Europäisches Verbundnetz: aktuelle Marktschwankungen, mittelfristige Versorgungssicherheit

  1. Die Netzfrequenz des europäischen Verbundnetzes haut regelmäßig zur vollen Stunde nach oben oder unten aus dem Regelband, weil dann jeweils Lieferkontrakte auslaufen und an der Strombörse neu verhandelt werden. In der Situation springt immer die Netzstabilisierungsreserve ein, was kostspielig ist und die Reserve für „richtige“ Störfälle natürlich aufbraucht. Was ist da los am Strommarkt, wer profitiert davon und wie könnte man das sinnvoller bewerkstelligen?

  2. Deutschland schaltet seine Atom- und Kohle-Kraftwerke ab. Beide Kraftwerkstypen gehören zu den Dauerläufern, die den Grundbedarf decken, aber gleichzeitig auch den „50 Hertzschlag“ des Netzes bereitstellen. (Die Generatoren dieser Kraftwerke sind dem Vernehmen nach technisch äußerst präzise auf 50,000 Hz ausgelegt und leiden sehr, wenn davon abgewichen wird.)

Jetzt sind wir durch diverse Kraftwerks-Abschaltungen in Verbindung mit dunklen, windstillen Tagen schon öfter in die Situation gekommen, dass eigentlich schon abgeschaltete Kohlekraftwerke von der Netzagentur wieder ans Netz „gezwungen“ wurden, um die Frequenz zu halten. Zum Teil wohl als „Schwungreserve“ - stell ich mir so vor, verstanden habe ich es vermutlich nicht genau: Kohlekraftwerk feuert, Generator läuft (enorme Masse in Bewegung), liefert aber keinen Strom, sondern wird nur dann zugeschaltet, wenn die Netzfrequenz fällt. Weil er „warmgelaufen“ ist, geht das sofort. Umweltmäßig natürlich nicht soooo toll.

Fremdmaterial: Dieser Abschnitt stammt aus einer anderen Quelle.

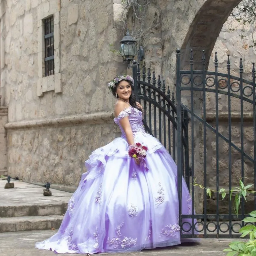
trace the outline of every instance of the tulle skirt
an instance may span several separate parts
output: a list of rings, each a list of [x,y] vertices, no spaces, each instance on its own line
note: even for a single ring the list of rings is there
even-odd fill
[[[138,132],[134,138],[148,148],[148,171],[128,156],[124,138],[93,151],[58,232],[36,247],[93,254],[180,243],[176,164],[155,138]],[[191,198],[184,180],[182,189],[182,213],[190,214]]]

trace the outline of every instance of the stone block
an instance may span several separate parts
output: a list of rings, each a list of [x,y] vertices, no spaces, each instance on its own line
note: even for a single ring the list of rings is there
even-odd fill
[[[61,74],[59,73],[55,75],[55,89],[56,93],[62,92],[62,84],[61,82]]]
[[[39,78],[37,80],[36,92],[38,97],[43,96],[43,78]]]
[[[47,91],[54,91],[54,75],[52,75],[47,76]]]
[[[47,77],[42,78],[42,92],[47,92]]]
[[[60,47],[60,25],[59,24],[54,25],[53,31],[54,33],[54,37],[53,37],[54,49],[57,49]]]
[[[53,24],[57,25],[60,23],[60,12],[58,11],[54,13],[53,14]]]
[[[33,24],[32,13],[26,15],[23,21],[23,31],[25,36],[28,36],[33,33]]]
[[[68,24],[69,25],[76,23],[78,19],[78,5],[72,4],[68,9]]]

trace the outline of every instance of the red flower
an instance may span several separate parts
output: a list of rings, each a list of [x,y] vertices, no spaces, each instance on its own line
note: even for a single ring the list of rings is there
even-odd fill
[[[146,146],[142,146],[142,149],[147,151],[148,149]]]

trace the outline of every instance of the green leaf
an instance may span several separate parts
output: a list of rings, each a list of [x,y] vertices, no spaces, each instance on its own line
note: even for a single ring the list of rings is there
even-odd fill
[[[237,252],[230,252],[227,255],[227,256],[235,256],[237,253]]]
[[[251,232],[252,232],[252,231],[250,230],[247,230],[246,231],[244,231],[244,232],[243,232],[243,234],[241,235],[240,237],[244,237],[246,236],[247,236],[248,234],[249,234]]]
[[[223,193],[221,193],[221,196],[222,196],[222,200],[223,200],[223,199],[225,198],[225,196],[226,196],[226,192],[223,192]]]
[[[247,186],[246,186],[244,188],[246,189],[247,189],[248,188],[251,188],[251,187],[252,187],[252,186],[253,185],[253,184],[249,184],[249,185],[247,185]]]
[[[244,222],[256,222],[256,218],[254,217],[247,217],[243,220]]]
[[[247,191],[246,190],[243,190],[242,191],[242,195],[243,195],[243,196],[244,198],[244,199],[246,201],[246,198],[245,198],[245,196],[246,196],[246,195],[247,194]]]
[[[245,249],[245,245],[243,243],[241,243],[237,244],[238,248],[243,252],[244,252]]]
[[[210,198],[211,198],[211,197],[212,196],[212,191],[211,191],[211,189],[210,188],[207,188],[206,190],[206,195],[208,195]]]
[[[256,217],[256,211],[253,211],[249,214],[252,217]]]

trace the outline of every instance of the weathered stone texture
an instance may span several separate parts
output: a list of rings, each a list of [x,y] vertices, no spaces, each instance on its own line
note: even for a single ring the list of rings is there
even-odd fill
[[[111,123],[11,130],[8,173],[31,182],[76,186],[91,152],[116,136]]]
[[[0,107],[0,176],[7,171],[7,133],[4,125],[7,123],[8,109]]]

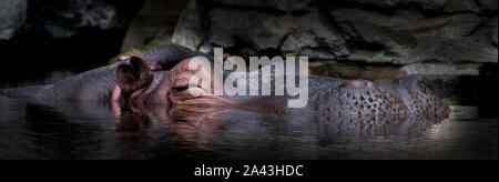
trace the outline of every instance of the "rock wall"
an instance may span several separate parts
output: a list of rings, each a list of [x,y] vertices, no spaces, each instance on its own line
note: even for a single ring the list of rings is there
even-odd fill
[[[0,1],[0,42],[7,41],[24,24],[27,0]]]
[[[240,54],[422,68],[497,63],[497,0],[192,0],[173,41],[201,51],[223,47]]]
[[[24,65],[43,58],[45,64],[94,62],[93,68],[108,62],[120,52],[130,22],[144,2],[0,0],[2,63]]]

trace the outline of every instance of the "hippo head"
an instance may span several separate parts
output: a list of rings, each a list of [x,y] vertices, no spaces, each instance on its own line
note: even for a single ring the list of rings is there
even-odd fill
[[[191,70],[189,63],[196,58],[186,59],[167,72],[151,71],[144,57],[134,55],[116,69],[116,84],[112,93],[113,110],[153,110],[157,114],[193,117],[193,113],[211,115],[234,103],[213,94],[212,88],[204,88],[202,81],[190,85],[194,75],[211,77],[213,72],[202,69]],[[213,85],[213,79],[211,80]],[[192,93],[200,93],[193,95]],[[210,114],[206,114],[210,113]]]

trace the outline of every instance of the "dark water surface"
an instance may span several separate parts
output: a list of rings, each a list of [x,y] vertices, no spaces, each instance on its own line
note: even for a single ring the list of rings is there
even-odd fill
[[[0,159],[498,159],[498,120],[115,117],[104,103],[0,98]]]

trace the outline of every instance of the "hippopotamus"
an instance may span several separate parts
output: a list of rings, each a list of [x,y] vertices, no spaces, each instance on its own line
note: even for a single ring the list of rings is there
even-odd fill
[[[308,77],[308,104],[286,108],[286,95],[214,95],[202,88],[190,88],[187,79],[196,72],[189,69],[196,58],[213,57],[176,46],[161,46],[132,55],[112,65],[94,69],[50,85],[1,90],[12,98],[38,100],[109,102],[112,109],[162,110],[189,115],[216,114],[224,110],[252,110],[276,114],[329,115],[448,115],[449,105],[431,90],[411,78],[394,81],[342,80]],[[257,71],[257,70],[256,70]],[[206,72],[205,74],[213,74]],[[204,92],[192,95],[197,89]]]

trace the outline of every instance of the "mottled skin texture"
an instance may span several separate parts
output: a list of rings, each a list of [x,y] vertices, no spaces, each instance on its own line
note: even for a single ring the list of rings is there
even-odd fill
[[[10,89],[1,93],[43,100],[111,102],[118,114],[123,109],[161,110],[180,117],[192,113],[211,115],[231,109],[330,115],[448,115],[449,112],[446,102],[436,98],[426,85],[409,78],[373,83],[309,77],[309,101],[304,109],[288,109],[286,102],[289,97],[215,97],[212,94],[213,88],[202,88],[201,83],[198,88],[187,87],[189,79],[197,72],[187,69],[189,62],[198,55],[213,61],[206,54],[164,46],[144,55],[135,55],[52,85]],[[192,90],[201,92],[202,97],[192,97],[189,92]]]

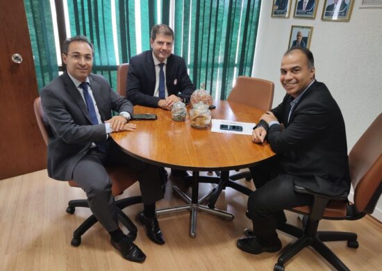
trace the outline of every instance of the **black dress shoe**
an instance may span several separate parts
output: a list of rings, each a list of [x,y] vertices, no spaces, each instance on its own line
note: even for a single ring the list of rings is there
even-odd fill
[[[136,263],[143,263],[146,259],[146,255],[135,245],[128,237],[124,238],[119,242],[114,242],[110,239],[111,244],[118,249],[123,257],[128,261]]]
[[[260,254],[263,252],[276,252],[281,249],[283,247],[280,239],[278,239],[274,245],[265,247],[261,245],[255,236],[239,239],[238,240],[236,245],[243,252],[251,253],[253,254]]]
[[[171,179],[174,183],[176,184],[179,181],[181,181],[181,185],[184,186],[184,188],[188,188],[191,185],[190,173],[185,170],[171,170]]]
[[[151,241],[158,245],[163,245],[165,243],[165,239],[159,228],[159,223],[156,217],[152,218],[146,217],[143,212],[140,212],[137,219],[146,228],[146,234]]]

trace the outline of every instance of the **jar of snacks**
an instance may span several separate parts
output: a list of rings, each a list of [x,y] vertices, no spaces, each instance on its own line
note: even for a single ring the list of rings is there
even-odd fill
[[[194,106],[194,104],[197,104],[200,101],[203,101],[208,106],[210,106],[211,104],[213,104],[213,98],[211,95],[210,95],[208,92],[203,88],[194,91],[191,95],[191,98],[190,99],[192,106]]]
[[[185,104],[181,101],[176,101],[172,105],[171,110],[172,120],[176,122],[184,122],[187,115],[187,108]]]
[[[206,128],[211,122],[211,111],[208,105],[199,101],[190,110],[190,122],[194,128]]]

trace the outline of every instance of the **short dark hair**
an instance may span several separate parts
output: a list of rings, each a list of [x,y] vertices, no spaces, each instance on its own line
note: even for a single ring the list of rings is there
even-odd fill
[[[64,44],[63,44],[63,54],[65,54],[65,55],[67,55],[67,52],[69,51],[69,45],[73,42],[86,42],[92,48],[92,54],[94,54],[94,47],[90,42],[90,41],[84,35],[76,35],[72,38],[68,38],[64,41]]]
[[[284,56],[290,54],[294,50],[300,50],[305,56],[306,56],[306,58],[308,58],[308,67],[309,68],[315,67],[315,58],[313,58],[313,54],[308,49],[301,47],[299,46],[294,46],[285,51]]]
[[[156,24],[151,28],[151,40],[155,40],[156,34],[163,34],[165,35],[171,35],[174,40],[174,31],[166,24]]]

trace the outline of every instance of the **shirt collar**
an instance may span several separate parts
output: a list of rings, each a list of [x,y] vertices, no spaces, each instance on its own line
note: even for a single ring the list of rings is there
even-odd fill
[[[301,97],[302,97],[302,95],[304,95],[304,94],[305,93],[305,92],[309,88],[309,87],[310,85],[312,85],[312,84],[316,80],[315,79],[313,79],[310,83],[309,84],[309,85],[308,85],[308,87],[304,90],[304,91],[302,92],[301,92],[299,96],[297,96],[296,98],[294,98],[292,101],[290,101],[290,105],[292,106],[294,106],[296,105],[296,104],[297,104],[299,102],[299,101],[300,100]]]
[[[158,60],[158,58],[156,58],[153,51],[151,52],[151,54],[153,54],[153,59],[154,60],[154,65],[156,66],[160,63],[165,63],[165,65],[167,65],[167,58],[165,59],[165,61],[160,62]]]
[[[81,84],[82,82],[79,80],[76,79],[74,77],[73,77],[72,75],[70,75],[70,74],[69,72],[67,73],[67,75],[69,75],[69,77],[70,77],[70,79],[72,79],[73,83],[74,83],[74,85],[76,85],[76,88],[79,88],[80,85]],[[89,81],[89,76],[86,77],[86,80],[85,81],[87,82],[89,84],[89,85],[90,85],[90,81]]]

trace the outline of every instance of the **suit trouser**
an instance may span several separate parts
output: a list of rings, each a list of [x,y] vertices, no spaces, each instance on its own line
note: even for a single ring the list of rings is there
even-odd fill
[[[106,154],[90,149],[73,170],[73,180],[85,191],[89,207],[108,231],[119,229],[117,206],[111,192],[111,181],[105,169],[109,165],[126,165],[136,171],[144,204],[163,197],[158,167],[124,153],[113,141],[108,142]]]
[[[272,246],[278,240],[276,226],[285,223],[283,210],[311,205],[313,197],[294,191],[293,176],[280,172],[278,158],[260,162],[250,168],[256,190],[248,198],[247,217],[260,243]]]

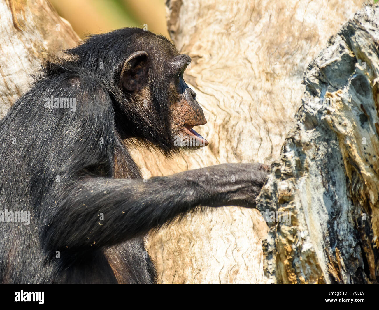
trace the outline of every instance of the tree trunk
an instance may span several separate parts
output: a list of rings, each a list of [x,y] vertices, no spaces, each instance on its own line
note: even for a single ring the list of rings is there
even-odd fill
[[[379,6],[368,5],[307,69],[303,105],[258,204],[292,218],[268,221],[270,282],[379,280],[378,47]]]
[[[208,120],[195,130],[210,143],[174,160],[133,156],[148,177],[276,159],[258,209],[290,212],[291,221],[269,217],[268,236],[256,209],[189,214],[150,235],[160,282],[374,282],[377,5],[362,9],[311,63],[302,105],[307,64],[363,1],[239,2],[168,1],[170,35],[193,59],[185,79]],[[0,0],[0,12],[2,116],[48,53],[79,39],[45,0]],[[330,111],[313,104],[320,97],[338,100]]]

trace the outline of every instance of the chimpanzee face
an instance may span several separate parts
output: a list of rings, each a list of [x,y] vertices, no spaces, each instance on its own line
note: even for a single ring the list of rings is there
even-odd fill
[[[207,120],[196,100],[196,93],[188,87],[183,77],[185,70],[191,62],[191,58],[179,55],[172,48],[170,52],[166,52],[160,57],[159,61],[156,56],[154,59],[152,58],[144,51],[136,52],[128,57],[121,73],[121,84],[124,91],[133,93],[133,97],[139,97],[140,100],[146,100],[144,98],[148,97],[152,100],[152,88],[157,87],[153,84],[159,78],[154,78],[151,72],[156,76],[157,75],[164,76],[164,79],[160,80],[158,87],[166,94],[165,100],[168,102],[155,103],[158,106],[166,105],[164,107],[168,108],[164,109],[168,114],[164,118],[170,123],[168,125],[172,136],[169,139],[171,141],[168,142],[169,147],[197,150],[206,146],[208,142],[193,127],[206,123]],[[161,59],[163,59],[161,62]],[[149,83],[147,83],[149,79]],[[158,115],[157,113],[156,117]]]
[[[196,100],[195,92],[184,81],[183,74],[191,58],[178,55],[172,59],[169,69],[168,89],[172,128],[176,134],[176,144],[186,149],[197,149],[208,142],[194,130],[194,126],[207,123],[203,110]]]

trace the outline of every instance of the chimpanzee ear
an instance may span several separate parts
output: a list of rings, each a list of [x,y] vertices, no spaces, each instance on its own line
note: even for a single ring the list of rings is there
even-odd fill
[[[125,90],[132,92],[146,82],[149,56],[144,51],[133,53],[125,61],[121,72],[121,84]]]

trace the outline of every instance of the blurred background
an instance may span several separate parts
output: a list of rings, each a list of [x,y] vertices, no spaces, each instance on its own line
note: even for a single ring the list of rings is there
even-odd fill
[[[50,0],[82,38],[124,27],[144,28],[169,37],[165,0]]]

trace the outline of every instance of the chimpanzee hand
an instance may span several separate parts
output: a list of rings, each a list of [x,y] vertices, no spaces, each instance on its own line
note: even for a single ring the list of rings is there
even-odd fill
[[[270,169],[259,163],[224,164],[187,172],[194,173],[193,177],[204,189],[203,205],[254,207],[255,198]]]

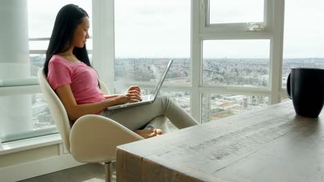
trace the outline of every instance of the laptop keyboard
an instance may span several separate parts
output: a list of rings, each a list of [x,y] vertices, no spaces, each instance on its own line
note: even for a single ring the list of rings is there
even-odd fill
[[[141,98],[142,99],[142,101],[146,101],[151,99],[151,95],[143,95],[141,96]]]

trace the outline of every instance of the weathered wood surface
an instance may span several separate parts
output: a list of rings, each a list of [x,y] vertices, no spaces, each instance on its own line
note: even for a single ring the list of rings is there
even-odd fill
[[[117,181],[324,181],[323,122],[289,101],[123,145]]]

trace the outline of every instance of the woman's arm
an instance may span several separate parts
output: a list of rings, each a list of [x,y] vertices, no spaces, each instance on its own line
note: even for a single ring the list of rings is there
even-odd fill
[[[109,95],[104,95],[105,99],[111,99],[116,97],[118,97],[120,94],[109,94]]]
[[[105,101],[87,104],[77,104],[69,84],[58,87],[56,94],[64,105],[69,119],[75,121],[86,114],[96,114],[107,107],[125,103],[136,102],[141,100],[140,94],[136,90],[128,90],[127,93],[106,99]]]

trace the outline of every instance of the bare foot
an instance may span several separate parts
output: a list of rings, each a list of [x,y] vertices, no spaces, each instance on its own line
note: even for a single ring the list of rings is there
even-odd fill
[[[161,129],[155,128],[138,130],[136,130],[135,133],[143,137],[144,139],[151,138],[163,134],[162,130]]]

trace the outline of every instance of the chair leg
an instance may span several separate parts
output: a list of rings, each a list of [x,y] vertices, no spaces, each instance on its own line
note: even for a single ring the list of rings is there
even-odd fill
[[[106,182],[112,181],[111,162],[105,163],[105,170],[106,172]]]

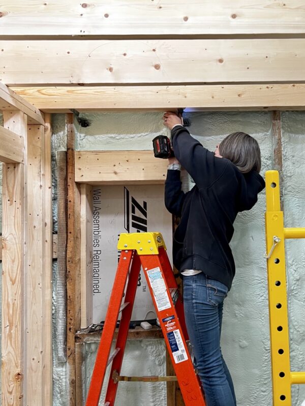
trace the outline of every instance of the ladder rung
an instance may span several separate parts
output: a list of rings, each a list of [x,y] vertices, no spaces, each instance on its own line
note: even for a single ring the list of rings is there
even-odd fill
[[[127,307],[127,306],[129,304],[129,301],[127,301],[125,303],[123,303],[123,304],[121,306],[120,308],[119,308],[119,310],[118,311],[119,314],[122,311],[122,310],[124,310],[126,307]]]
[[[110,362],[112,362],[112,360],[113,359],[114,357],[116,355],[116,354],[120,350],[120,348],[116,348],[115,350],[114,350],[114,351],[113,351],[113,352],[110,354],[110,356],[108,358],[107,365],[108,365],[110,363]]]

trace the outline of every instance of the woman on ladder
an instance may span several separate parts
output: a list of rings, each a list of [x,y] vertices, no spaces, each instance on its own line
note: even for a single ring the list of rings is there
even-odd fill
[[[206,149],[171,112],[163,116],[171,130],[174,158],[165,182],[165,205],[181,218],[173,245],[174,264],[182,275],[187,328],[207,406],[236,406],[234,387],[220,347],[223,302],[235,275],[229,243],[239,212],[250,210],[265,187],[259,175],[257,142],[235,132]],[[181,190],[181,165],[195,183]]]

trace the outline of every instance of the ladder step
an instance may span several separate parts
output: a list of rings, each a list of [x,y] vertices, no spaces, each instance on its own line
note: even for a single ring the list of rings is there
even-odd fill
[[[129,304],[129,302],[127,301],[126,303],[123,303],[123,304],[121,306],[120,308],[119,308],[119,310],[118,311],[119,314],[124,310],[125,308],[127,307],[127,306]]]
[[[113,358],[116,355],[116,354],[120,350],[120,348],[116,348],[115,350],[114,350],[114,351],[113,351],[113,352],[110,354],[110,356],[108,358],[107,366],[110,363],[110,362],[112,362],[112,360],[113,360]]]

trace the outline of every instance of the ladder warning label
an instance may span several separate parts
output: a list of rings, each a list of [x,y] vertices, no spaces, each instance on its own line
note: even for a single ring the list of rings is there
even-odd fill
[[[166,290],[166,285],[160,268],[158,267],[147,271],[154,296],[159,312],[170,309],[171,305]]]
[[[175,363],[178,364],[188,359],[180,330],[178,329],[167,333],[168,342],[172,350]]]

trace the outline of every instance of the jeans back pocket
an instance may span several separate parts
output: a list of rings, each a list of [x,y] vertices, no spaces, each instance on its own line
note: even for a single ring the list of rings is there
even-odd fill
[[[228,295],[229,289],[223,283],[206,276],[206,293],[208,302],[213,306],[218,306]]]

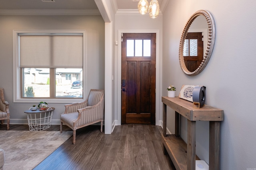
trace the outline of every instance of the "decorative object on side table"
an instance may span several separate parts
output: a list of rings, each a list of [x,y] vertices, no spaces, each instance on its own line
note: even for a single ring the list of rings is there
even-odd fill
[[[200,108],[204,105],[205,89],[202,86],[185,85],[181,87],[179,98],[193,102],[193,107]]]
[[[175,97],[175,90],[176,90],[176,88],[174,86],[172,86],[172,84],[167,88],[167,90],[168,90],[168,97],[169,98],[174,98]]]
[[[36,110],[37,109],[37,108],[36,108],[36,105],[33,105],[33,106],[31,107],[29,109],[30,110],[31,109],[31,110]]]
[[[48,104],[45,102],[41,102],[38,106],[39,108],[44,108],[47,107]]]

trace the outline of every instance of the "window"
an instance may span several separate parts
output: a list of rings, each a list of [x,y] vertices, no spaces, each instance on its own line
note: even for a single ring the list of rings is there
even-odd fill
[[[71,74],[66,74],[66,80],[71,80]]]
[[[127,57],[150,57],[150,39],[128,39],[126,43]]]
[[[73,83],[84,74],[84,31],[14,31],[13,36],[14,102],[84,99],[82,84]]]

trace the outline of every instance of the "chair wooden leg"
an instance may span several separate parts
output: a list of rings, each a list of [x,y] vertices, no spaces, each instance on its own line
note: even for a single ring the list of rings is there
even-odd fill
[[[76,143],[76,131],[73,131],[73,145]]]
[[[10,129],[10,119],[7,119],[7,130]]]
[[[60,122],[60,131],[61,133],[62,133],[62,122]]]
[[[100,132],[102,132],[102,127],[103,126],[103,121],[100,122]]]

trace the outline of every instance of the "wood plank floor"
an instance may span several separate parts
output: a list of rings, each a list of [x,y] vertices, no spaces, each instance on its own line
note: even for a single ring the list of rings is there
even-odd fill
[[[6,130],[6,125],[0,130]],[[72,137],[34,170],[175,170],[163,144],[158,126],[116,126],[111,135],[90,125],[76,131],[76,145]],[[11,130],[29,130],[27,125],[10,125]],[[48,131],[59,131],[52,125]],[[64,131],[70,131],[64,126]]]

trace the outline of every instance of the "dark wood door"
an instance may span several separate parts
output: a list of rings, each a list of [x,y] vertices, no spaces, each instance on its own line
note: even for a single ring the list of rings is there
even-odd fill
[[[188,33],[183,47],[183,58],[188,70],[191,72],[198,67],[203,60],[204,43],[202,33]]]
[[[154,124],[156,33],[122,33],[122,123]]]

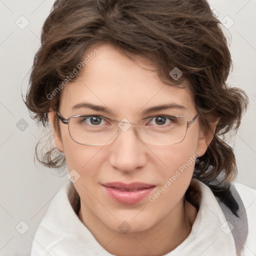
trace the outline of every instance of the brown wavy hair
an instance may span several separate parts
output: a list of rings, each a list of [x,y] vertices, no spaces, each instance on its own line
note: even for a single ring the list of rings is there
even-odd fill
[[[130,58],[148,60],[166,84],[182,86],[187,82],[203,130],[210,130],[218,120],[206,154],[196,161],[194,176],[207,184],[218,177],[222,188],[234,181],[234,154],[220,138],[236,131],[248,98],[226,84],[230,54],[221,24],[206,0],[57,0],[44,24],[41,42],[25,102],[44,126],[50,109],[58,108],[62,93],[50,99],[48,95],[82,61],[89,48],[111,44]],[[174,67],[183,74],[177,81],[169,74]],[[36,150],[36,156],[50,168],[65,164],[64,156],[54,147],[46,152]]]

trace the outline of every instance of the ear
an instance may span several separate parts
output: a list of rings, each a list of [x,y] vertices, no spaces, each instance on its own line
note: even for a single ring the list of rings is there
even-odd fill
[[[48,113],[48,118],[49,120],[52,132],[54,142],[58,150],[60,152],[64,152],[64,150],[63,150],[63,145],[62,144],[62,138],[58,134],[55,128],[55,126],[54,124],[54,122],[56,122],[55,118],[54,112],[53,111],[50,111]]]
[[[198,157],[202,156],[206,152],[208,146],[210,145],[214,138],[217,124],[218,121],[214,124],[212,124],[210,130],[206,132],[204,132],[200,128],[199,138],[196,148],[196,153],[200,152],[198,155]]]

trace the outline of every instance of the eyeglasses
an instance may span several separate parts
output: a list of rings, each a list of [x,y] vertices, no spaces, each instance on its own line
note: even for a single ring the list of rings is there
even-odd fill
[[[68,126],[72,140],[86,146],[110,144],[120,130],[126,132],[132,124],[136,126],[136,134],[144,142],[159,146],[176,144],[184,140],[188,126],[198,116],[188,121],[183,116],[156,116],[130,122],[125,118],[118,121],[98,115],[73,116],[66,119],[56,111],[62,122]],[[154,124],[150,124],[152,122]]]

Problem Versorgungssicherheit / Blackout / Wiederanlauf: Es gibt Experten, die davon ausgehen, dass ein Blackout des Verbundnetzes nur eine Frage der Zeit ist, weil zu wenig in Kraftwerke (Ersatz für Ds Kohle und Atom?) und Leitungen investiert wurde. Problem, nach einem Blackout das Stromnetz wieder hoch zu kriegen, ist, dass Wind- und Solar keinen 50Hz-Takt bereitstellen können. (Bei PV ganz klar, die hängen mit einem Wechselrichter am Netz und „richten“ sich nach dem dort herrschenden Takt.) Welche Planungen gibt es für den Fall der Fälle?

Links:
Netzfrequenz aktuell - und die letzten Beinahe-Ausfälle: https://www.netzfrequenzmessung.de
z.B. die Netztrennung („Beinahe-Blackout“) am 08.01.2021: Online-Messung der Netzfrequenz: Aktuelle Informationen
Herbert Saurugg, zum Risiko eines Blackouts: https://www.saurugg.net/blackout/das-europaeische-stromversorgungssystem
Interview mit Herbert Saurugg zur Wahrscheinlichkeit und den Folgen eines Blackouts:
Herbert Saurugg: "Bei einem Blackout ist sofort alles aus" • NEWS.AT

Ich will jetzt nicht nach Abwechslung von Corona schreien, aber unser Stromnetz ist so ein Teil der kritischen Infrastruktur, um den ich mir inzwischen Sorgen mache.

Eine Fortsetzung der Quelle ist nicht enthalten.